Ken Maurer has been superintendent of Metamora THSD 122 for the past 23 years. Now in his 41st year in education, he spent 10 years teaching high school before serving as a principal and later serving as superintendent of Elmwood CUSD 322 in Peoria County.
W hile I am most appreciative of the estimated $189,921 that Metamora Township High School District 122 is supposed to receive as a result of the $26 billion Education Jobs Bill passed by Congress, I will recommend we use our dollars to pay for unfunded mandates from the federal and state governments.
An old adage says, “When you are in the hole, stop digging.” The federal government needs to stop digging the deficit hole.
The federal government does not have an extra $26 billion. The only way they can get it is to borrow and go even more into debt. The state of Illinois would be wise to take the $415 million it expects to receive and use it pay last year’s bills or pay down pension obligations, rather than spend it on additional programs.
The state did this with the American Recovery and Reinvestment Act (ARRA) dollars the past two years. Illinois used ARRA dollars to replace general state aid dollars. Schools stayed even and Illinois was able to use the dollars elsewhere.
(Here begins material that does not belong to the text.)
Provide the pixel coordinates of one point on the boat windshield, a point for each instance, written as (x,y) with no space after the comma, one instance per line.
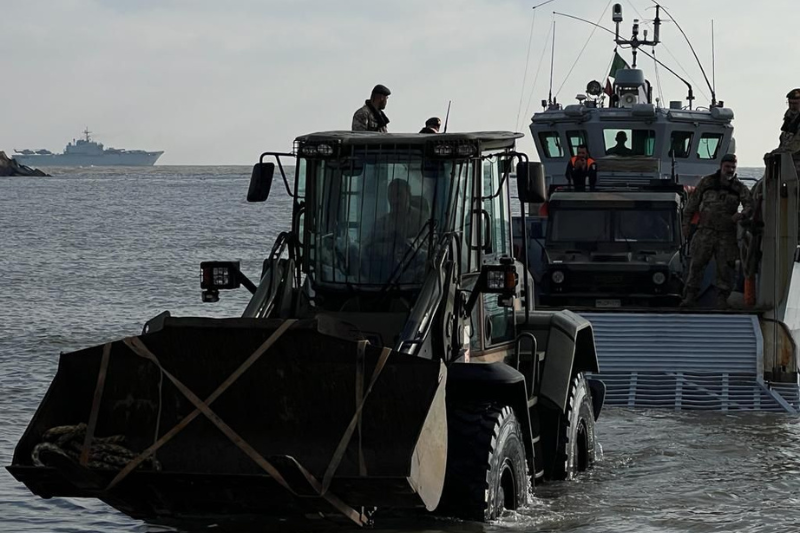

When governmental bodies that are in the hole financially receive new dollars, they need to use the dollars to fund the current programs and not dig the hole deeper by adding new expenditures. The current indication is that the state will send the $415 million on to local school districts to be used to hire additional teachers and pay teacher salaries.
The state also reduced or eliminated much of their funding for mandated programs such as special education, transportation, agricultural education, professional development for both teachers and administrators, and other programs. They did not reduce or eliminate the mandates. Before asking schools to use the money to hire new staff, the state needs to pay for the programs they currently mandate on schools.
The federal government also almost never pays the full amount of what their own laws require. Two big examples are the Individuals with Disabilities Education Act (IDEA) and No Child Left Behind (NCLB). As originally passed in 1975, IDEA required the federal government to pay 40 percent of special education teacher salaries. While this act and the 40 percent requirement have been continued every time the Education and Secondary Education Act has been renewed, federal dollars have never equaled 40 percent of special education salaries. Metamora receives between 15 and 18 percent of the salary cost, depending on the year.
When President George W. Bush and Congress passed NCLB in 2001, it added more than 500 programs and paper work requirements for school districts. But they failed to appropriate enough dollars to pay for these new programs. The financial hole was getting deeper.
Should the state of Illinois send our share of the jobs bill on to us, I will recommend that we spend it on the mandates that the federal and state governments are not currently funding. I will not recommend that we hire additional teachers that we will not be able to afford the following year.
Should the state and the federal government require us to spend the dollars on teacher salaries, I will recommend we follow the path the state used with ARRA dollars. We will replace the dollars budgeted from our local funds for teacher salaries with the jobs bill money, and use our money to pay for the unfunded mandates. We will be able to say we used the jobs bill money to pay teacher salaries. We will not dig a deeper hole.
If the federal government refuses to stop digging the financial hole, and the state refuses to stop digging the financial hole, then it is incumbent on local governments to stop it on the local level. If not, both the federal and state governments will continue to mandate additional programs without paying for their current ones.
The reality is we started school August 17. By that date, teachers had been hired and classes were set. It may take another month or two to actually receive the jobs bill dollars. Besides digging a deeper hole, the federal government was a little late to actually make a difference.